C.A. v. Intact Insurance Company (18-000579)

The claimant sought reconsideration of the Tribunal’s denial of the cost of catastrophic impairment assessments. Adjudicator Lester held that section 25(1)(5) only obligates an insurer to pay the reasonable fees charged in connection with filling out the application for the catastrophic determination rather than the assessments themselves. She also agreed that the reasonable and necessary standard applies to the determination of whether catastrophic impairment assessments would be payable by the insurer.

V.D. v. Unifund Assurance Company (17-005656)

The claimant sought reconsideration of the Tribunal’s decision to reject her claims for a chronic pain program and a self-propelled lawn mower and snow blower. Adjudicator Paluch dismissed the reconsideration request. He concluded that the Tribunal had not misapprehended the evidence or erred in its legal analysis. The Tribunal was permitted to weigh the evidence as it saw fit, and to make a determination based on the weighing of evidence.

C.A. v. Intact Insurance Company (18-000579)

The claimant sought reconsideration of the Tribunal’s denial of the cost of catastrophic impairment assessments. Adjudicator Lester held that section 25(1)(5) only obligates an insurer to pay the reasonable fees charged in connection with filling out the application for the catastrophic determination rather than the assessments themselves. She also agreed that the reasonable and necessary standard applies to the determination of whether catastrophic impairment assessments would be payable by the insurer.

G.L. v. TTC Insurance Company Limited (18-005322)

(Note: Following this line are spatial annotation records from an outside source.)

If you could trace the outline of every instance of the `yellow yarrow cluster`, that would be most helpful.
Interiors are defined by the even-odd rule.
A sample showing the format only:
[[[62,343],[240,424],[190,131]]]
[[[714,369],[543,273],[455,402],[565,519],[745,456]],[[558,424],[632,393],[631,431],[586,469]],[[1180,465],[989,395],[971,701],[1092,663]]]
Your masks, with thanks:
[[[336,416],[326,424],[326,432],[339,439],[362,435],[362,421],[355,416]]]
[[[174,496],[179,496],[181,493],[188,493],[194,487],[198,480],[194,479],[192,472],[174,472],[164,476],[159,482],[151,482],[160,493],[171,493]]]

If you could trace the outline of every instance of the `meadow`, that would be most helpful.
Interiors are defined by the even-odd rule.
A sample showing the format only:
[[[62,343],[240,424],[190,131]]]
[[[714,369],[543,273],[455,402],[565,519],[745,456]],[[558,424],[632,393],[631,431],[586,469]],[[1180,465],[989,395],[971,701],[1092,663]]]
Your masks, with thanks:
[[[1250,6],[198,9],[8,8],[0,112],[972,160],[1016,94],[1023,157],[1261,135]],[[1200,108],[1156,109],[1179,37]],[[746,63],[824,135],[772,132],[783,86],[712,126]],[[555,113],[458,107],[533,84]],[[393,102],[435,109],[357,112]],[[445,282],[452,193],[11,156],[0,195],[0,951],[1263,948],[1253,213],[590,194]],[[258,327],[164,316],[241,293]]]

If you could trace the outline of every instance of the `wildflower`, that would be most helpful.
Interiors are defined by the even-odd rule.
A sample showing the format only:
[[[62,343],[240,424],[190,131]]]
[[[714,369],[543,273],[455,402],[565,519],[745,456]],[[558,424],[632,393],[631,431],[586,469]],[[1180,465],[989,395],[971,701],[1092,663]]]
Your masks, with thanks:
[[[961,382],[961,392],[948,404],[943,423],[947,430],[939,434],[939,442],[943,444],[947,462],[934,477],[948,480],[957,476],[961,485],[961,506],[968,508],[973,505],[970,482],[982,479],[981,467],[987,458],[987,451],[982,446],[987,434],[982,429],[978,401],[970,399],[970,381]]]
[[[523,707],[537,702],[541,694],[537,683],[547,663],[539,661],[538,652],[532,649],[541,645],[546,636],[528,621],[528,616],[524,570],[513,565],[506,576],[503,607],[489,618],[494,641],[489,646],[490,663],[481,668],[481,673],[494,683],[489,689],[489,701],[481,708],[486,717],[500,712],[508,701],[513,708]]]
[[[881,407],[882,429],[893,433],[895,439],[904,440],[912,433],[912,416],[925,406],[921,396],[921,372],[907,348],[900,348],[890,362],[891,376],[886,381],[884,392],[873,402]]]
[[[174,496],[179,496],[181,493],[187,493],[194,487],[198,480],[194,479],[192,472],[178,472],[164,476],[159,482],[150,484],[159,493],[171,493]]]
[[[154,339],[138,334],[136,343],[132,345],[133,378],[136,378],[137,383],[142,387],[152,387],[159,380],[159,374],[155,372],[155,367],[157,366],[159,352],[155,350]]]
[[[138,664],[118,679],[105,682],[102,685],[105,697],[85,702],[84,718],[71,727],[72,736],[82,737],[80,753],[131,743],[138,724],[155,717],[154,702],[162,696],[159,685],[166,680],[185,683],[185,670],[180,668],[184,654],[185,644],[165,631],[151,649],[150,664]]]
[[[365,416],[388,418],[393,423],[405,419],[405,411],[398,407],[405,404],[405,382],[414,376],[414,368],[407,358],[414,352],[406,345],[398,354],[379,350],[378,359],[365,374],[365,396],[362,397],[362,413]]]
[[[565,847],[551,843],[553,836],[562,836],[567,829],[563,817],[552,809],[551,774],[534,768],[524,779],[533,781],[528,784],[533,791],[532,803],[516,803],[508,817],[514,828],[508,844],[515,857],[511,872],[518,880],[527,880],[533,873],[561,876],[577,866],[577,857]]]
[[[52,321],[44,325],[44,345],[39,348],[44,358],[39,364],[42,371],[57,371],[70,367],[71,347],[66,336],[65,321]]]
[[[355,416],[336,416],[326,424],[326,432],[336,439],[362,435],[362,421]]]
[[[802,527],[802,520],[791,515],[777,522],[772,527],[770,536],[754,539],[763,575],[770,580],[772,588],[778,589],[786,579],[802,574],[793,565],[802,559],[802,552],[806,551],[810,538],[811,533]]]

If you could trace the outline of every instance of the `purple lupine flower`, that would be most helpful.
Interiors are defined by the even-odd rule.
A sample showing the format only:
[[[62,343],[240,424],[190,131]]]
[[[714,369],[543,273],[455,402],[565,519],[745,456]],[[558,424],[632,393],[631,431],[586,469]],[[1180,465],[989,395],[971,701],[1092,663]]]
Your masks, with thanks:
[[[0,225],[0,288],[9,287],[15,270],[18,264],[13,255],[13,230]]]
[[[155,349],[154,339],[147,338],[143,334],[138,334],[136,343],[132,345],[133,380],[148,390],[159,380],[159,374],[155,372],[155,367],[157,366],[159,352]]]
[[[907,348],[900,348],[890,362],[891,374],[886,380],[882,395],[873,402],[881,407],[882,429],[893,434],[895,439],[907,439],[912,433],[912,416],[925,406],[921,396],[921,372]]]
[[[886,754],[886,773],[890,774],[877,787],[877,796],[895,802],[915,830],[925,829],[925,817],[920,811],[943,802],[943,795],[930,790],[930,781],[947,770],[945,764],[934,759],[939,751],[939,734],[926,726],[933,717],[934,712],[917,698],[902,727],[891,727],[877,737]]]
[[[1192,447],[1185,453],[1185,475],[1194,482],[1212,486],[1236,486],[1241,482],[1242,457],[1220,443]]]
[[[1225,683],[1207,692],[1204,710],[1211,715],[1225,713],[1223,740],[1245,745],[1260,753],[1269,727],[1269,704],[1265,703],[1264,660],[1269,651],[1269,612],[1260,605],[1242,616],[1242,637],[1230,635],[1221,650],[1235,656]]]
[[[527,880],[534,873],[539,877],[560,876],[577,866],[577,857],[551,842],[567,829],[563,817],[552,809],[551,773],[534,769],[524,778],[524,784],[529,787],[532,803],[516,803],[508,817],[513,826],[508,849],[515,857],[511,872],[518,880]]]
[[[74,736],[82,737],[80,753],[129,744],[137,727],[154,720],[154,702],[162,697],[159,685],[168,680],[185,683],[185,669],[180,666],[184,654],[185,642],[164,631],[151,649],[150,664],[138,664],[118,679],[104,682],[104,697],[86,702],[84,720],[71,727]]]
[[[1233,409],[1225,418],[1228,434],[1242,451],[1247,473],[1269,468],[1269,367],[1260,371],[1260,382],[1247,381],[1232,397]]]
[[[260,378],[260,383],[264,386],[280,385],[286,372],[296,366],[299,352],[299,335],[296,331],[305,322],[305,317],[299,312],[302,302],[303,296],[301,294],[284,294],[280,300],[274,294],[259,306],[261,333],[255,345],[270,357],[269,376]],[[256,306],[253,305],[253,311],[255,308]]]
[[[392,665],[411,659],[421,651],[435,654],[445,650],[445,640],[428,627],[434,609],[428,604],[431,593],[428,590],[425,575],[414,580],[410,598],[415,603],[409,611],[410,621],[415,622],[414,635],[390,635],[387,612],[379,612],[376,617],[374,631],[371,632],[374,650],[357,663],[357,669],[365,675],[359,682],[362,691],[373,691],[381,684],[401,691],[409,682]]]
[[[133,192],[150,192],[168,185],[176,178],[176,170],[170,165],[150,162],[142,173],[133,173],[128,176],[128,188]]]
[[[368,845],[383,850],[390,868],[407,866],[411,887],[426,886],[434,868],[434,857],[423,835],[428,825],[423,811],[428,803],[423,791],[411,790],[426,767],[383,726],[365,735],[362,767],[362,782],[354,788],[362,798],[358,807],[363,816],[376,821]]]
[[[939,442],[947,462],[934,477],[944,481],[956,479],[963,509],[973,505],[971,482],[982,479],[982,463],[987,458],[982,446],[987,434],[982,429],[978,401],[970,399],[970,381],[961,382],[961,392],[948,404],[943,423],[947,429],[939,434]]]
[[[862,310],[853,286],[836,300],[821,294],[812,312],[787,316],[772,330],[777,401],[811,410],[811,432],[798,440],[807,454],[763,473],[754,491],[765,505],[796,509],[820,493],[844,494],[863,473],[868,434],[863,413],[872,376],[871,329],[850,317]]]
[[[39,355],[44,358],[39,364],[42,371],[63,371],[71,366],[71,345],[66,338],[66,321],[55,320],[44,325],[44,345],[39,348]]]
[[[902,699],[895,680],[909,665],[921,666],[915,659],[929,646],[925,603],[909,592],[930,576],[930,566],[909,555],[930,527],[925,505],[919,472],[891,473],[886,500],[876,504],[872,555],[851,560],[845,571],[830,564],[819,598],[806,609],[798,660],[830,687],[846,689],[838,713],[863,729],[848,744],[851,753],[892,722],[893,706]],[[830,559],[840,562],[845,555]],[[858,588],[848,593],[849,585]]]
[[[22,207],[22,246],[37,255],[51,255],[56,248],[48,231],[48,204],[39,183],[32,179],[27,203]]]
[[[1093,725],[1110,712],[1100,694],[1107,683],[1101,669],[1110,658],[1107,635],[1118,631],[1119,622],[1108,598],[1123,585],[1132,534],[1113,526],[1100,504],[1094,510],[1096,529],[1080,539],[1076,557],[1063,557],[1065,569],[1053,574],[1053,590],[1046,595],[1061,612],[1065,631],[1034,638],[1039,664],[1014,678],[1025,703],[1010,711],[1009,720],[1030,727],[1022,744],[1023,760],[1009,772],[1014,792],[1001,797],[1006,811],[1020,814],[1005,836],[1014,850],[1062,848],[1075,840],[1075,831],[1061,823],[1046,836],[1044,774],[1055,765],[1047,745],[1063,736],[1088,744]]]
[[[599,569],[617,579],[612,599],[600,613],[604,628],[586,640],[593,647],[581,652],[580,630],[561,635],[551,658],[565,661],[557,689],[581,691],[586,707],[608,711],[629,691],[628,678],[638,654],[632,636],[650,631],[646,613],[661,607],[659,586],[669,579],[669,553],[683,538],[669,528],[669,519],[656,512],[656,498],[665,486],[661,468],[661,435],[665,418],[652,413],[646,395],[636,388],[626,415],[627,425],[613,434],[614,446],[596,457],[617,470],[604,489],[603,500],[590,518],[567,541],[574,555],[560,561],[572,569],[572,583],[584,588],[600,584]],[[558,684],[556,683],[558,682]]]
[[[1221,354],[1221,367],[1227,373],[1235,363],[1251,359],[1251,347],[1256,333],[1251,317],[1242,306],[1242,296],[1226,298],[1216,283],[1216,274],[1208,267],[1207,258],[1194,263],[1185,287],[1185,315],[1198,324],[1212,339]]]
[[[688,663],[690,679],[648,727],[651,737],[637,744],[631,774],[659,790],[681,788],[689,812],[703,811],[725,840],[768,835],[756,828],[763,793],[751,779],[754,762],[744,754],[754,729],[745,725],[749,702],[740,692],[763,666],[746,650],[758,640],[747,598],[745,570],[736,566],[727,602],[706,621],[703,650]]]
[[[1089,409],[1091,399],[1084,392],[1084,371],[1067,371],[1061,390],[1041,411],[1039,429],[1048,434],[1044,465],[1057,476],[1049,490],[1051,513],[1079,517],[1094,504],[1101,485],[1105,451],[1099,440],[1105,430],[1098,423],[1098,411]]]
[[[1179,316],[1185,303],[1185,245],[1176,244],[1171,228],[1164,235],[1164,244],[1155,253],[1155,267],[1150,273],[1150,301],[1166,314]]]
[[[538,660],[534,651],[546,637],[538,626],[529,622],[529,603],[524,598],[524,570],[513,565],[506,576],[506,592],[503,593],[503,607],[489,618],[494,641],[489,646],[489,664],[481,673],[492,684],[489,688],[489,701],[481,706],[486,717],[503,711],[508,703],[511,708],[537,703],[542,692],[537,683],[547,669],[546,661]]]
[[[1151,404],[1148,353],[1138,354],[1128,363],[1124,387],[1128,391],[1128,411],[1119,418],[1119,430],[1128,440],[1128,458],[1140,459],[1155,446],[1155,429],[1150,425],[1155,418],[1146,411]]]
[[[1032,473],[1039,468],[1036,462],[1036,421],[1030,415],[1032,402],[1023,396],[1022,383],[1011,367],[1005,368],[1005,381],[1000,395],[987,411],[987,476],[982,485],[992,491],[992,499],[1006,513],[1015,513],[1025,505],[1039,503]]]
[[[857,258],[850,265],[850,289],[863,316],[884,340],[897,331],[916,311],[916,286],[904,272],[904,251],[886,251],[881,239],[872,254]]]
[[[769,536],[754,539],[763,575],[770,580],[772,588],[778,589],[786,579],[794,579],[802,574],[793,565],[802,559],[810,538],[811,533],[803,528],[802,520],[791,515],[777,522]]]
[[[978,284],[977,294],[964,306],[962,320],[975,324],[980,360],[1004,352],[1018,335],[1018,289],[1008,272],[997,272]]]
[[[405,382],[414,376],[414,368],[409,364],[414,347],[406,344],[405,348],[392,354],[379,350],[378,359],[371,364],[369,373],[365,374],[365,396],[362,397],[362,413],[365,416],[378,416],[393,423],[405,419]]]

The claimant sought entitlement to five treatment plans. In addition to arguing that they treatment was reasonable and necessary, the claimant also argued that the insurer’s denials of three medical benefits did not comply with section 38(8) of the SABS. Adjudicator Grant found that the proposed treatment was not reasonable and necessary due to the lack of medical evidence. The claimant could not show that treatment was assisting him in any way or improving his functionality. Adjudicator Grant awarded the expenses related to two treatment plans which were not denied within the 10 day period required by section 38(8).